We currently are having TigerGraph connected to Kafka to consume an infinite steam of events via the Loading Job. Now we are reasoning regarding the optimal loading mechanism of these continous events. E.g. When shutting down the loading job we sometimes see exceptions in logfiles. We assume these exceptions happens due to the construct of the Loading Job which we assume does not halt new events to be consumed and let running queries finish before shutting down - hence the exceptions we are seeing.
Is the Loading Job the optimal solution for an infinite stream of data or would the additional tooling provided, such as Kafka Connect be recommend as an alternative?
The Kafka Loader is the recommended way of loading steam data.
And to load data from a Kafka Topic a loading job is needed.
Could you please show us the exception log so that we can identify the issue?

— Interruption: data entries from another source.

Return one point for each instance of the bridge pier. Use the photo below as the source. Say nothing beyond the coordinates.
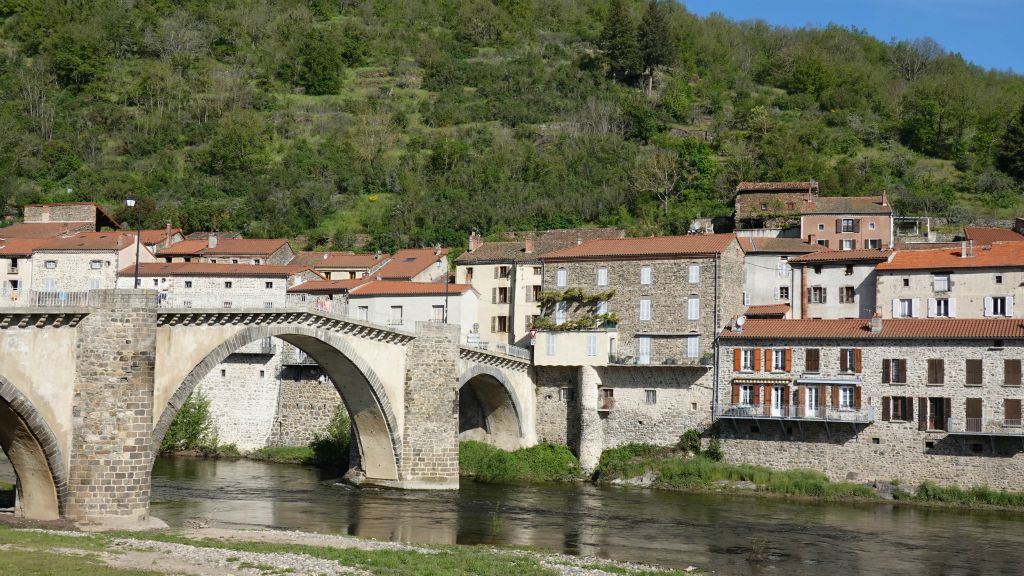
(112, 442)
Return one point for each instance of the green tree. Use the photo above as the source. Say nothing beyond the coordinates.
(655, 41)
(619, 42)
(1010, 151)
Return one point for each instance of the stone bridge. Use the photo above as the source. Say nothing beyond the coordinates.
(87, 394)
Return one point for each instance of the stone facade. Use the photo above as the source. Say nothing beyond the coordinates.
(888, 444)
(112, 445)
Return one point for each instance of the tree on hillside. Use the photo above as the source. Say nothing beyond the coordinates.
(619, 42)
(655, 41)
(1010, 151)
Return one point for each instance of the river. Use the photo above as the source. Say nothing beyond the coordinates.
(711, 531)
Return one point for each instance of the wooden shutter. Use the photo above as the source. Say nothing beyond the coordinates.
(812, 360)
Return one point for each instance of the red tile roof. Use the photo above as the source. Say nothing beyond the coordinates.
(862, 255)
(930, 329)
(999, 254)
(776, 187)
(407, 263)
(44, 230)
(398, 288)
(215, 270)
(984, 235)
(657, 246)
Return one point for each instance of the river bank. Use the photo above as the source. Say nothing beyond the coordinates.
(222, 551)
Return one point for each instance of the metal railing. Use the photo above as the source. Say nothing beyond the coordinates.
(790, 412)
(1000, 426)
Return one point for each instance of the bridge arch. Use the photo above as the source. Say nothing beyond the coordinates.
(35, 454)
(489, 410)
(377, 434)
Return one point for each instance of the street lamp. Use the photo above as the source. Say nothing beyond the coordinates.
(130, 202)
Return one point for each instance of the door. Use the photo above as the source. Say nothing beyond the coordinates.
(778, 401)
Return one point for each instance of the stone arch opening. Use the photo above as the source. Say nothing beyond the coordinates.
(375, 427)
(488, 409)
(35, 455)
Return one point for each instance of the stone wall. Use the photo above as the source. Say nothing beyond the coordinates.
(112, 443)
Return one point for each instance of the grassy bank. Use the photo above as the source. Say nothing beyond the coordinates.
(123, 553)
(541, 463)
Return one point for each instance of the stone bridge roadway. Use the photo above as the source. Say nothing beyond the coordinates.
(86, 395)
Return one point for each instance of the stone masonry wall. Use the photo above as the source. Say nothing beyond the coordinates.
(888, 450)
(112, 443)
(430, 440)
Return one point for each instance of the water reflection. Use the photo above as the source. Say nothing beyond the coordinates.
(671, 529)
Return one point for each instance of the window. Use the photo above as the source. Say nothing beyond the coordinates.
(847, 295)
(812, 360)
(975, 373)
(936, 371)
(846, 398)
(894, 371)
(692, 346)
(693, 309)
(395, 318)
(817, 294)
(1012, 372)
(644, 309)
(694, 273)
(747, 360)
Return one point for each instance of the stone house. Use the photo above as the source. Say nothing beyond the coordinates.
(835, 284)
(970, 281)
(508, 276)
(228, 250)
(671, 294)
(771, 205)
(848, 222)
(769, 279)
(911, 400)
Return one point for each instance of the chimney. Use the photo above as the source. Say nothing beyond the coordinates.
(876, 325)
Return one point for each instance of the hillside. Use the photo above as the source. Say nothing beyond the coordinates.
(412, 121)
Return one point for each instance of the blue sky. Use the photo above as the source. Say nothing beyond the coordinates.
(988, 33)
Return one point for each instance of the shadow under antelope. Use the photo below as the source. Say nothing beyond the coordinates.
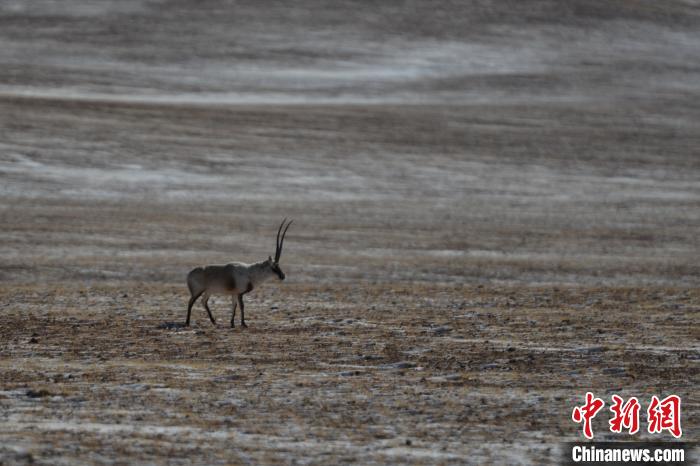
(234, 279)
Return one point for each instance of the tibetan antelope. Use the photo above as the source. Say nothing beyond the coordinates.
(235, 279)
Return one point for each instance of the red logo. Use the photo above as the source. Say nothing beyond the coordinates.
(626, 415)
(587, 412)
(661, 415)
(665, 415)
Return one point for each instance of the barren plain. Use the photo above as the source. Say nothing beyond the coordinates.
(496, 204)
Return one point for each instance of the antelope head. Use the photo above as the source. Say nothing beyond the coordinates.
(275, 264)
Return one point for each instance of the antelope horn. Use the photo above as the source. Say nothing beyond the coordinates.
(281, 241)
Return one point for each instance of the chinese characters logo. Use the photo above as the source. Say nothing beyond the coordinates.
(661, 415)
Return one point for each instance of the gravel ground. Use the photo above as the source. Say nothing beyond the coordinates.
(496, 204)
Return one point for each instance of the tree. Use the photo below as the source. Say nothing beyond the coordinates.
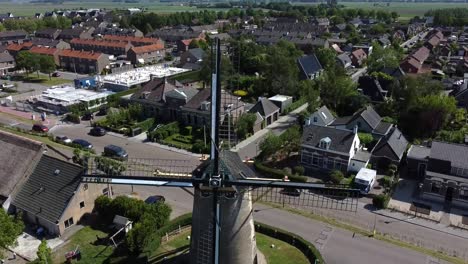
(334, 90)
(365, 138)
(383, 58)
(326, 57)
(10, 229)
(44, 253)
(47, 64)
(245, 124)
(270, 145)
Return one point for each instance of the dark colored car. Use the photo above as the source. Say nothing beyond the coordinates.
(83, 143)
(155, 199)
(115, 152)
(291, 191)
(40, 128)
(97, 131)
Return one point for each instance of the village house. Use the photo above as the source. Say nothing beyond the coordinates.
(7, 62)
(116, 48)
(327, 148)
(358, 57)
(309, 67)
(83, 61)
(146, 54)
(53, 52)
(53, 196)
(444, 167)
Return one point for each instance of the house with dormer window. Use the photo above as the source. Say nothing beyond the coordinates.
(327, 148)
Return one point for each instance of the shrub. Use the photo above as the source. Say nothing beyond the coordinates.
(336, 176)
(277, 174)
(381, 201)
(187, 131)
(299, 170)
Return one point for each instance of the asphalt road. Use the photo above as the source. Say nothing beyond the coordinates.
(135, 150)
(336, 245)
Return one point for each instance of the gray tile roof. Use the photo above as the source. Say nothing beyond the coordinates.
(341, 140)
(17, 155)
(265, 107)
(419, 152)
(47, 194)
(198, 53)
(325, 115)
(392, 146)
(382, 128)
(370, 116)
(457, 154)
(6, 57)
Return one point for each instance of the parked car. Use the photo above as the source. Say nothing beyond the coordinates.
(115, 152)
(291, 191)
(83, 143)
(63, 139)
(155, 199)
(40, 128)
(97, 131)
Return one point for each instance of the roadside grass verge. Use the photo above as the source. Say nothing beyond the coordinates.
(363, 232)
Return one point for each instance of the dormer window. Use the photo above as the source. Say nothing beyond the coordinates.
(325, 143)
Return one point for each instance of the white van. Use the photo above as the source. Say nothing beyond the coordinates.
(365, 180)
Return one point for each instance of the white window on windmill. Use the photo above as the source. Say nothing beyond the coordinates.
(325, 143)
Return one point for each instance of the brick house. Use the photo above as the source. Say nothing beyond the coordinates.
(326, 148)
(54, 197)
(146, 54)
(7, 62)
(116, 48)
(135, 41)
(445, 169)
(48, 33)
(47, 51)
(83, 61)
(358, 56)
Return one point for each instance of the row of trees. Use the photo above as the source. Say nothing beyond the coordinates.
(32, 62)
(147, 218)
(32, 24)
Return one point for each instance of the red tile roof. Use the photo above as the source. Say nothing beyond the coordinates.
(102, 43)
(421, 54)
(359, 54)
(147, 48)
(132, 39)
(43, 50)
(18, 47)
(80, 54)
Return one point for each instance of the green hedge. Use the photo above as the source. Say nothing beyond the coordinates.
(307, 248)
(295, 105)
(277, 174)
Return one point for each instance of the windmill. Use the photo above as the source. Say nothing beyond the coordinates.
(224, 187)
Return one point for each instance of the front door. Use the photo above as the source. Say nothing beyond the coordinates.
(449, 194)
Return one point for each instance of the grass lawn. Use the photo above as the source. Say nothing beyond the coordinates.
(283, 253)
(90, 252)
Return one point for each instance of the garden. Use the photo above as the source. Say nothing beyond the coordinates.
(184, 137)
(129, 120)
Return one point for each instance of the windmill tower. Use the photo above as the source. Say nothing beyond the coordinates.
(224, 190)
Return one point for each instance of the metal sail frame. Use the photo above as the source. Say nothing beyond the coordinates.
(176, 173)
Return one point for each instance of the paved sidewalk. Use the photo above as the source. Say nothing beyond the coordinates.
(248, 148)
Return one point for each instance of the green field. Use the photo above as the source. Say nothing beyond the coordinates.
(29, 9)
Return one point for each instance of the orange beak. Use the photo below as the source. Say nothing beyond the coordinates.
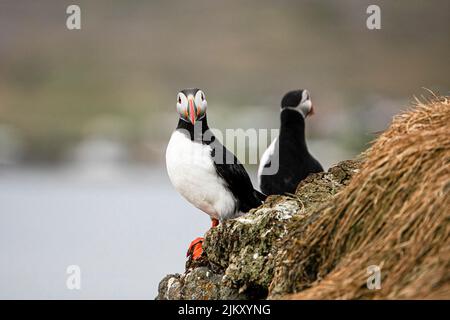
(192, 113)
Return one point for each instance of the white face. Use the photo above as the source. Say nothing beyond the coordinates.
(305, 105)
(192, 108)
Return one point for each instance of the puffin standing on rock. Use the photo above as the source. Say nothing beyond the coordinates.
(203, 171)
(287, 160)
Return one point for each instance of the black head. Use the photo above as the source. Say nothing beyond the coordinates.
(299, 100)
(191, 105)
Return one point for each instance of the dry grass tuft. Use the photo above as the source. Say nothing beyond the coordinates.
(395, 213)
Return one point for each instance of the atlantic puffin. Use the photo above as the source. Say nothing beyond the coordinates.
(203, 171)
(287, 160)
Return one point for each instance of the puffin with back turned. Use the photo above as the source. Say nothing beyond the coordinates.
(203, 171)
(287, 160)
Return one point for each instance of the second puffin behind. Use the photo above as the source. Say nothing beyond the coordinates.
(287, 160)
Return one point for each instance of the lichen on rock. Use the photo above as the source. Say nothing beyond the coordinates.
(388, 209)
(240, 255)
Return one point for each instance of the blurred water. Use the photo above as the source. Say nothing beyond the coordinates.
(126, 229)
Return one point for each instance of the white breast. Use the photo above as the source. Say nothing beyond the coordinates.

The Kafka Loading Job with back pressure conumes high amounts of memory, we have seen that we can use a disk option. How can we enable this via the config file?
Could you please be more specific on what is the disk option? Where is it on the document?
Also to reduce the memory usage of kafka loader. You can try to config the batch size.
There is an option for the binary kafka_loader which is executed as when triggering a loading job via GSQL, we can see this is reflected in a disk_mode property in the configuration file. Given SSD disks we believe the reduced throughout with reduced memory would be acceptable.
We have attempted to configure batch size however the value was not changed.